Отчасти, подобная «закладка» слов в инструментальное сочинение имела место в фортепианном Концерте новосибирца Андрея Попова. «Отчасти» потому, что процитированный им Тропарь «Единородный Сыне» на распев XVII века, в большей мере мыслился как музыкальная цитата, определяющая стилевой колорит этого сочинения. К тому же, просодические особенности пропевания текста молитв в традициях раннего русского многоголосия таковы, что молитву бывает не просто распознать по ритмическому строю музыки, как это имеет место в более поздних традициях.

Именно на эти, поздние церковно-певческие традиции опирался упоминавшийся К. Туев в своих Вариациях, где ритм молитвы был очевиден и легко прочитывался. Сосредоточенное звучание Концерта А. Попова в большей мере погружает нас в атмосферу древнерусской молитвенности, и мы почти не задумываемся о том, что в инструментальную партитуру могли быть «заложены» слова.

Более очевидным оказывается «заложенный» текст в Концертной фантазии «Ярослав Мудрый» О. Проститова.

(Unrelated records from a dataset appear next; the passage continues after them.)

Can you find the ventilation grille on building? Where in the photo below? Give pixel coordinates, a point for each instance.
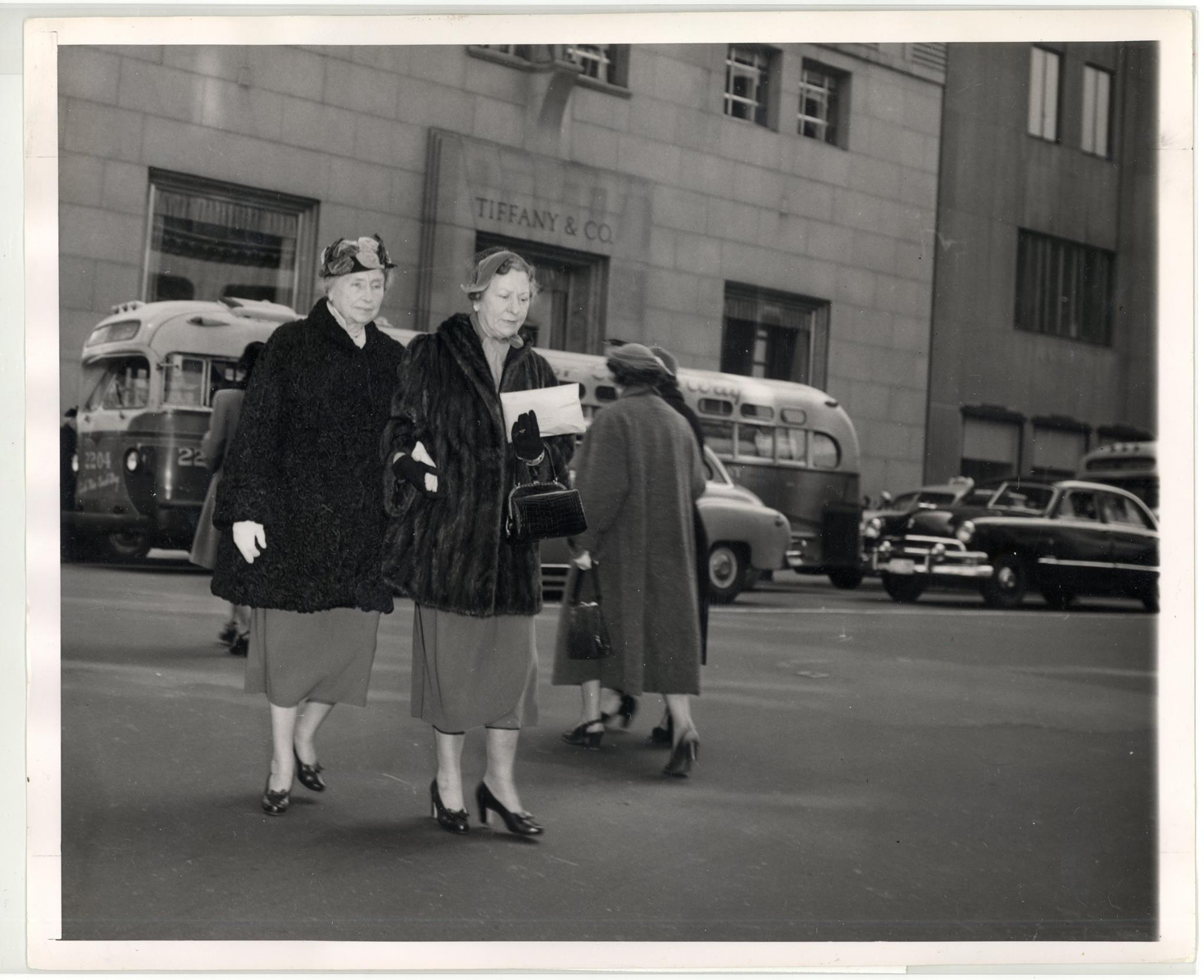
(930, 56)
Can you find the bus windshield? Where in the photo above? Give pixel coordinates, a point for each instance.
(118, 383)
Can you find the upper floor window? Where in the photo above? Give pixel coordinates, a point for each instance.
(1063, 288)
(773, 335)
(819, 103)
(211, 240)
(601, 63)
(1044, 75)
(1097, 94)
(747, 89)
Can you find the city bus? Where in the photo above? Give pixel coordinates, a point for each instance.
(148, 380)
(151, 371)
(1132, 466)
(791, 444)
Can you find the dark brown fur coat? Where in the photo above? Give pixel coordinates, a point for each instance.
(450, 551)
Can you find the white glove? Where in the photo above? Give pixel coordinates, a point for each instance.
(248, 539)
(430, 480)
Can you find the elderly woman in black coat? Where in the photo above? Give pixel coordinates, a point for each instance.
(476, 593)
(300, 494)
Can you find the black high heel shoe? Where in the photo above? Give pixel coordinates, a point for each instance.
(310, 774)
(457, 821)
(584, 737)
(275, 803)
(626, 712)
(684, 754)
(519, 824)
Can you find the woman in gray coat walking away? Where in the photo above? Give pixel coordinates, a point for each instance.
(640, 472)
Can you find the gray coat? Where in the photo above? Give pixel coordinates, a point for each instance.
(638, 472)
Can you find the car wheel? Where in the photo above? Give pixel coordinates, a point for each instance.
(1008, 583)
(124, 546)
(1058, 597)
(845, 578)
(725, 570)
(904, 588)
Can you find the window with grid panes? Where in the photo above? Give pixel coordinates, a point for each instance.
(1097, 93)
(600, 62)
(747, 89)
(819, 103)
(1063, 288)
(1044, 75)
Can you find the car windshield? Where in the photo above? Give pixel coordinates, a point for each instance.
(1031, 497)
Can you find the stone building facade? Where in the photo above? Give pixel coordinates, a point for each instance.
(766, 210)
(1043, 325)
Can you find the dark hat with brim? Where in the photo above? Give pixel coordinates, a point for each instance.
(347, 256)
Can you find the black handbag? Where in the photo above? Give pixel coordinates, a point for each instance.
(586, 634)
(537, 511)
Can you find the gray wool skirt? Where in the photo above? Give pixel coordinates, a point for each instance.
(311, 657)
(472, 671)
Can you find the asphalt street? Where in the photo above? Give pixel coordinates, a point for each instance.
(868, 772)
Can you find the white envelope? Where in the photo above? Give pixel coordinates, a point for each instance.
(558, 409)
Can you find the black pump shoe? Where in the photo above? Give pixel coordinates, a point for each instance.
(276, 803)
(625, 712)
(310, 774)
(584, 737)
(519, 824)
(684, 755)
(457, 821)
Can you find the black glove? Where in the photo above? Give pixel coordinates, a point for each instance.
(414, 472)
(525, 436)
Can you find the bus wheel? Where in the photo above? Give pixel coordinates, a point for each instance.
(904, 588)
(725, 568)
(845, 578)
(1008, 583)
(124, 546)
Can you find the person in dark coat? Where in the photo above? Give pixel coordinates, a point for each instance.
(449, 472)
(300, 496)
(223, 425)
(640, 472)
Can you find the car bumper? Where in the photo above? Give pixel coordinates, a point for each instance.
(939, 558)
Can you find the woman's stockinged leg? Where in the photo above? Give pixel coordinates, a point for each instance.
(283, 729)
(591, 701)
(310, 719)
(501, 747)
(448, 749)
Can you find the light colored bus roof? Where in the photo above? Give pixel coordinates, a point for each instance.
(190, 327)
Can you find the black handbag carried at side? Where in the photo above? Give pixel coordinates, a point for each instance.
(586, 634)
(539, 511)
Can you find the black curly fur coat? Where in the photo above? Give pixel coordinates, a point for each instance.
(305, 464)
(450, 551)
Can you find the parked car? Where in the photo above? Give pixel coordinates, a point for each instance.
(747, 539)
(1065, 540)
(891, 513)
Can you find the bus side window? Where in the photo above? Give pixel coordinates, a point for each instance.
(791, 446)
(185, 381)
(755, 441)
(718, 436)
(825, 451)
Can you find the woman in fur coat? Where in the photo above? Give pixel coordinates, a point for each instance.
(300, 494)
(476, 593)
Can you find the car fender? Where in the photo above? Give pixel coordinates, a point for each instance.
(765, 531)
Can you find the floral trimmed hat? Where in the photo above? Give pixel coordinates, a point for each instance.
(347, 256)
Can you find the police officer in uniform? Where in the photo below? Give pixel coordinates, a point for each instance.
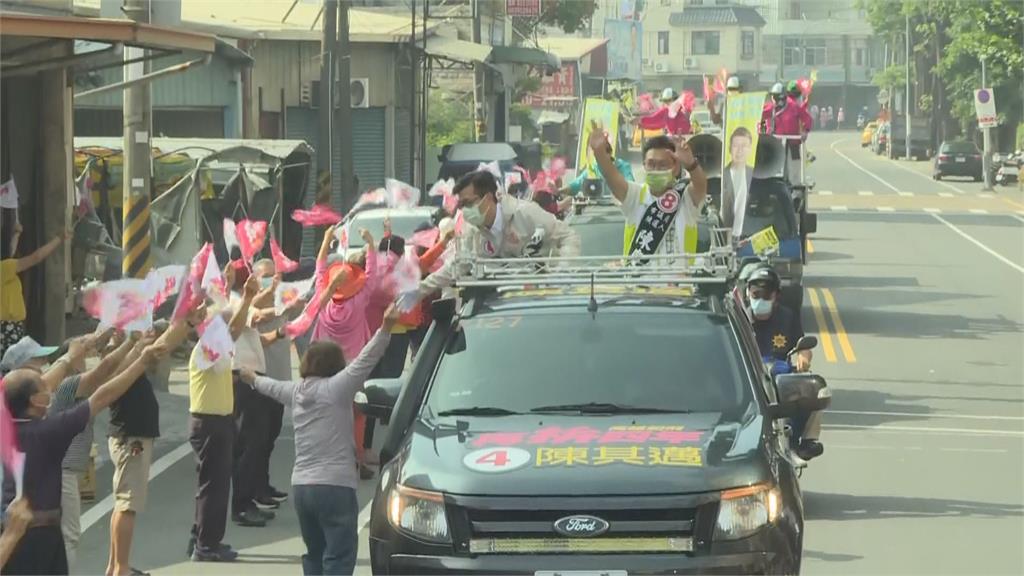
(777, 328)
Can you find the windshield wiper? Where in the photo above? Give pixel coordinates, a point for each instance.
(607, 408)
(478, 411)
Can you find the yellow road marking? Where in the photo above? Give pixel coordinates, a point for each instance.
(844, 340)
(823, 334)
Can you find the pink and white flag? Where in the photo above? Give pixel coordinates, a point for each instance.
(282, 263)
(317, 215)
(214, 341)
(252, 236)
(8, 195)
(290, 292)
(230, 238)
(400, 195)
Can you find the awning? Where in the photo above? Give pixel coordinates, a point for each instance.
(110, 31)
(458, 50)
(526, 55)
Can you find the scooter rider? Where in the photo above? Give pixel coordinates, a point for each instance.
(777, 328)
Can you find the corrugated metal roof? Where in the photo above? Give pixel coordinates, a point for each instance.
(570, 48)
(265, 19)
(201, 148)
(717, 15)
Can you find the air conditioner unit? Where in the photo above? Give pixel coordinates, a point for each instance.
(306, 94)
(359, 90)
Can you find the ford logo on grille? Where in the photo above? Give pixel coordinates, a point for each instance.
(581, 526)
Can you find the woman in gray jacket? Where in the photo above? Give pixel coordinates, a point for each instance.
(325, 476)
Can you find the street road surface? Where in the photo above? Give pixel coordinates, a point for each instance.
(915, 289)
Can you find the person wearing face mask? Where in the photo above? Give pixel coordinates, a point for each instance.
(505, 228)
(658, 218)
(777, 328)
(45, 438)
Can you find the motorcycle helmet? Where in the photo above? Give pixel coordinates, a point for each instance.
(766, 277)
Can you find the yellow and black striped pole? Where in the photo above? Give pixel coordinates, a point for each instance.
(137, 171)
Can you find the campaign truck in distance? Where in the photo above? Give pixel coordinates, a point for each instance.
(650, 440)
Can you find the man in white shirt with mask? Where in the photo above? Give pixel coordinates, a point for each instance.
(658, 219)
(499, 228)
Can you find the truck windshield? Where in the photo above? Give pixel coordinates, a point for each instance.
(666, 359)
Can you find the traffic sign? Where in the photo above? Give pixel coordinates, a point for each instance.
(984, 107)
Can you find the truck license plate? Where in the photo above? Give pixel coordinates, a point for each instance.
(580, 573)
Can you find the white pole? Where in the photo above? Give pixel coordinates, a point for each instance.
(986, 161)
(906, 112)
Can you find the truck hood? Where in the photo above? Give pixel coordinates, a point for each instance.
(584, 455)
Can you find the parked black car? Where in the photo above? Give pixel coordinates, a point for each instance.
(461, 159)
(505, 458)
(957, 158)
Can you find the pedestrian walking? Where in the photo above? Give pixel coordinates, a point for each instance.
(324, 478)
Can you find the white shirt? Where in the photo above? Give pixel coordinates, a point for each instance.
(248, 348)
(739, 199)
(636, 203)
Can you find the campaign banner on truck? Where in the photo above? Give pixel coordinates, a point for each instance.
(605, 113)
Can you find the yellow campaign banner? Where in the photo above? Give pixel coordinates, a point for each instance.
(605, 113)
(765, 241)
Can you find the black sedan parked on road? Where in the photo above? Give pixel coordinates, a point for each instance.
(958, 158)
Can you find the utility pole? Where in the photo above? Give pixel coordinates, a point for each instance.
(137, 178)
(325, 192)
(906, 111)
(343, 114)
(986, 159)
(478, 77)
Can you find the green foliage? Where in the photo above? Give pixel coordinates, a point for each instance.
(449, 120)
(570, 15)
(952, 37)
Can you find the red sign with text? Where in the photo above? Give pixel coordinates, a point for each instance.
(529, 8)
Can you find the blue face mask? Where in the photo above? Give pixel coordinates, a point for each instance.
(761, 309)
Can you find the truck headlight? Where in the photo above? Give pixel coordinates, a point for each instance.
(419, 513)
(744, 510)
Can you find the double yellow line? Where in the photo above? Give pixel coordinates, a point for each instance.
(826, 336)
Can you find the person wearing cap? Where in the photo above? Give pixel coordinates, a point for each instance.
(506, 228)
(12, 311)
(344, 312)
(777, 329)
(27, 353)
(45, 439)
(211, 434)
(674, 124)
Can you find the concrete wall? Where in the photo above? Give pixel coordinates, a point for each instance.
(37, 140)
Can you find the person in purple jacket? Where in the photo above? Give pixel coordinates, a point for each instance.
(326, 475)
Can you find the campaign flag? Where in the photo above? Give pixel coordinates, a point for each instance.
(8, 195)
(190, 292)
(282, 263)
(400, 195)
(11, 458)
(290, 292)
(252, 235)
(317, 215)
(164, 282)
(230, 239)
(426, 238)
(214, 341)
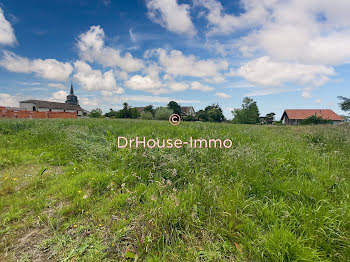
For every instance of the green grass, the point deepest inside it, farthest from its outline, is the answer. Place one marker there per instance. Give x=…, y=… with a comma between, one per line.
x=67, y=193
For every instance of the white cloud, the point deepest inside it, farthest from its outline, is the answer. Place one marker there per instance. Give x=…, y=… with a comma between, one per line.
x=49, y=68
x=91, y=79
x=132, y=36
x=121, y=75
x=178, y=86
x=147, y=99
x=177, y=64
x=306, y=92
x=145, y=83
x=89, y=102
x=92, y=49
x=256, y=12
x=57, y=85
x=59, y=96
x=198, y=86
x=172, y=16
x=223, y=95
x=7, y=35
x=308, y=32
x=8, y=100
x=264, y=71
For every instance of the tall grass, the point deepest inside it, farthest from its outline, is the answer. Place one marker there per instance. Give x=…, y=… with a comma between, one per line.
x=279, y=194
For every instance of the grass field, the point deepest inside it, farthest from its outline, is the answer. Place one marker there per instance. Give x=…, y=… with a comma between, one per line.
x=67, y=193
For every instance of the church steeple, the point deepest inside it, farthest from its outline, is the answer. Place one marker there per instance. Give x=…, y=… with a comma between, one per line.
x=71, y=98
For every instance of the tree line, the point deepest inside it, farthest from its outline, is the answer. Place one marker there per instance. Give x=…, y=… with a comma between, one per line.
x=247, y=114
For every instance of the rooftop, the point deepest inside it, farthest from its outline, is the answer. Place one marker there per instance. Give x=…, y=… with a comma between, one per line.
x=305, y=113
x=53, y=105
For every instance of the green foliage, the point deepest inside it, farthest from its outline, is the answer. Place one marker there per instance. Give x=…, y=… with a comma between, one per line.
x=95, y=113
x=149, y=109
x=67, y=193
x=315, y=120
x=189, y=118
x=212, y=113
x=125, y=112
x=270, y=118
x=345, y=104
x=111, y=113
x=175, y=107
x=146, y=115
x=163, y=113
x=248, y=114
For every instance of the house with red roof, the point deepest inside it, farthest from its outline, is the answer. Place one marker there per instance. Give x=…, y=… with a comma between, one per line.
x=294, y=116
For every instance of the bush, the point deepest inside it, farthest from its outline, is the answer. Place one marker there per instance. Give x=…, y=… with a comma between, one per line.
x=163, y=113
x=189, y=118
x=314, y=120
x=146, y=115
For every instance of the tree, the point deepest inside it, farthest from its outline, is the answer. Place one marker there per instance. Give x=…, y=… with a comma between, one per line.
x=270, y=118
x=314, y=120
x=248, y=114
x=146, y=115
x=96, y=113
x=175, y=107
x=212, y=113
x=163, y=113
x=345, y=105
x=125, y=112
x=202, y=115
x=111, y=113
x=149, y=109
x=134, y=113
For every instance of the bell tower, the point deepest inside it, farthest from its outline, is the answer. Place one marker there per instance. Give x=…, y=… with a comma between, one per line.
x=71, y=98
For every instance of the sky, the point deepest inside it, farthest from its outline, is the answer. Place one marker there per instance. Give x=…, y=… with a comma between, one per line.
x=285, y=54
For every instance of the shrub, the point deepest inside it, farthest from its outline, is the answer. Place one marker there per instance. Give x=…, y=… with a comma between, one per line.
x=163, y=113
x=314, y=120
x=146, y=115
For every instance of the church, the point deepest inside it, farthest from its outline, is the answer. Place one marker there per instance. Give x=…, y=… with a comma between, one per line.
x=71, y=105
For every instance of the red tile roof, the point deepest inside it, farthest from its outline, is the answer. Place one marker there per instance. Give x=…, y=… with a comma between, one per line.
x=305, y=113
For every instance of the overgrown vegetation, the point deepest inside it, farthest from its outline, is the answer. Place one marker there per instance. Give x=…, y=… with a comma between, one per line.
x=281, y=193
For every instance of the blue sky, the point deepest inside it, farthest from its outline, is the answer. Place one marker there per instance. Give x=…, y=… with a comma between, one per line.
x=284, y=54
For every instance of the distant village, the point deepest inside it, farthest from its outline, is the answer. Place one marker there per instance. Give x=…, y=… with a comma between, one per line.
x=248, y=114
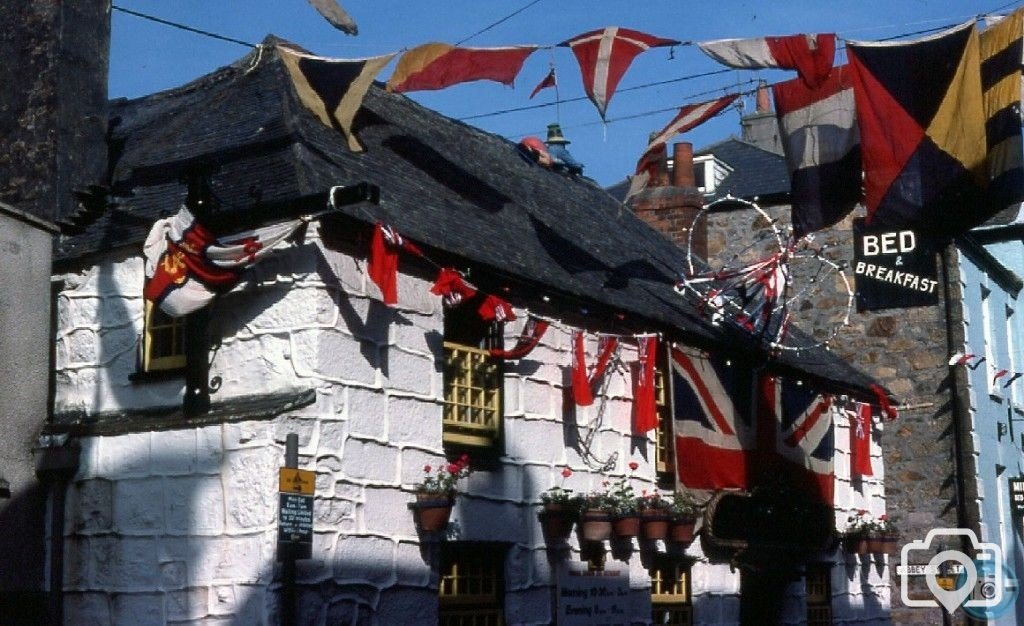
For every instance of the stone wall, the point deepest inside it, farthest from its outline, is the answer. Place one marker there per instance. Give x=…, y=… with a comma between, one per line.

Написанная специально для ярославского академического симфонического оркестра и потому имеющая такое характерное название, Концертная фантазия заканчивается панегирическим финалом, для которого композитор использовал музыку ранее написанного церковного «Многая лета». Фраза «многая лета» с такой очевидностью слышится в музыкальной теме финала Концертной фантазии, что об этом без труда догадывается любой, слушающий это сочинение даже в первый раз. Добавлю, что в фортепианной сонате «Амадей» и камерной кантате «Пушкинские сцены» Проститов использовал «конфессиональные знаки», воссоздавая интонационный колорит православной Панихиды, а в Терцете «Жертвам октября 1993 года» даже процитировал «Святый Боже» Николая Струмского, но вернемся к композициям с «заложенным текстом».

Этот метод, восходящий к традиции хоральных обработок, можно обнаружить в сочинениях и других сибирских композиторов. В частности, у крупнейшего симфониста Сибири Аскольда Мурова в «Симфонии для струнных» в основу была положена музыка его «Двух мотетов» для хора a capella на тексты Евангелия.

Нужно сказать, что в списке сочинений Мурова, помимо духовных хоров и упомянутой симфонии, есть целая серия инструментальных сочинений по разному отражающих христианскую тематику. Это, прежде всего, его «Шестая симфония – музыкальные Приношения Святым в земле Российской Просиявшим» для большого оркестра в 5-ти частях, названных: 1. Сергию Радонежскому; 2. Иоанну Кронштадтскому; 3. Блаженной Ксении Петербургской; 4. Преподобному Серафиму Саровскому; 5. Благоверному Князю Александру Невскому.

Не делая подробного описания этого сочинения, хочется сказать лишь, что создав серию ярких зарисовок «из житий святых», композитор в этом своем последнем симфоническом сочинении сделал шаг от «конфликтно-концептуального» симфонизма в сторону «картинно-эпического», обозначив тем самым своё отношение к судьбе жанра…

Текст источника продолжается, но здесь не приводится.